Cars 2 (**½)
Directed by: John Lasseter, Brad Lewis (co-director)
Starring (voices): Larry the Cable Guy, Owen Wilson, Michael Caine,
Emily Mortimer, Eddie Izzard, Jason Isaacs, Thomas Kretschmann, Tony Shalhoub,
John Torturro, Lewis Hamilton, Stanley Townsend, Bonnie Hunt
Seen: July 15th 2011
**½
Out of ****
Cars wasn’t my favourite Pixar movie, and Cars 2 continues the
downward trend. While Cars 2 is brilliantly animated, it feels like a Saturday
morning cartoon rather than a feature film. The animation is so good, at times
I was wondering whether what I was seeing in the background was animated, or
just London itself inserted, while other scenes featured some of the most
believable explosions and action sequences I’ve yet seen animated (on par with
The Incredibles).
Having won the Piston Cup (now renamed in honour of Paul Newman, who
died after lending his vocal talents to Doc Hudson in the first movie) four
times now, Lightning McQueen (Wilson) is famous and constantly on tour. Visiting
Radiator Springs he catches up with his best friend Mater (Larry the Cable Guy)
and girlfriend Sally Carrera (Hunt), and in his time off Mater manages to get
McQueen entered into the World Grand Prix, where he competes with some famous
cars, most notably Italian F1 race car Francesco Bernoulli (Torturro).

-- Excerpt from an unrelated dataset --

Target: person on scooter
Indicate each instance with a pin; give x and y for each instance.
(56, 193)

Things are not as simple as it seems though, as while McQueen becomes
largely a background character busy racing, Mater is unwittingly pulled into
international espionage and intrigue, as two British spies, Finn McMissile
(Caine) and Holley Shiftwell (Mortimer) mistake him for an American spy, seeing
his complete ignorance and clueless bumbling as good cover in the spy industry.
The “evil” agents are all “lemon” cars, the cars that usually spend more time
and money on repairs than anything else, and their plot involves sabotaging the
World Grand Prix in a rather complicated plot for a movie that so pervasively
feels like a kids only movie. Sir Miles Axlerod (Izzard) sponsors the World
Grand Prix to showcase his new biofuel, Allinol, adding a relatively heavy
environmentally laced subplot to events. As the Grand Prix moves from Tokyo to
Italy to London for its three stages, the threat against McQueen’s life grows
and Mater must come to terms with his new alter-ego while overcoming some personal
issues in the movie life-lesson portion of the plot, and along the way there
are moments of levity and hilarity that does make you smile, but unfortunately
not for long.
The usual kind of “life-lesson” extolled in a movie like this is so obviously
splattered across the screen that I was expecting bullet points to show up on
screen as part of the presentation. Of well-integrated story-telling like Pixar
displayed in the Toy Story movies, Monsters Inc., The Incredibles and Finding
Nemo there are only empty echoes, and a level of disappointment never
previously experienced in a Pixar movie hovers over Cars 2, one which the first Cars movie
only quietly hinted at. The voice talent is good as can be expected in a modern
day animated feature, with some big names lending their voices, and as I said
earlier the animation and 3D is very good. Cars 2 isn’t bad, it’s just bland,
and it is probably just a small misstep for Pixar, who’ve created some of the
most memorable animated features in cinema history, and who’ll surely continue
to do so after Cars 2, with The Brave already looking to be quite promising.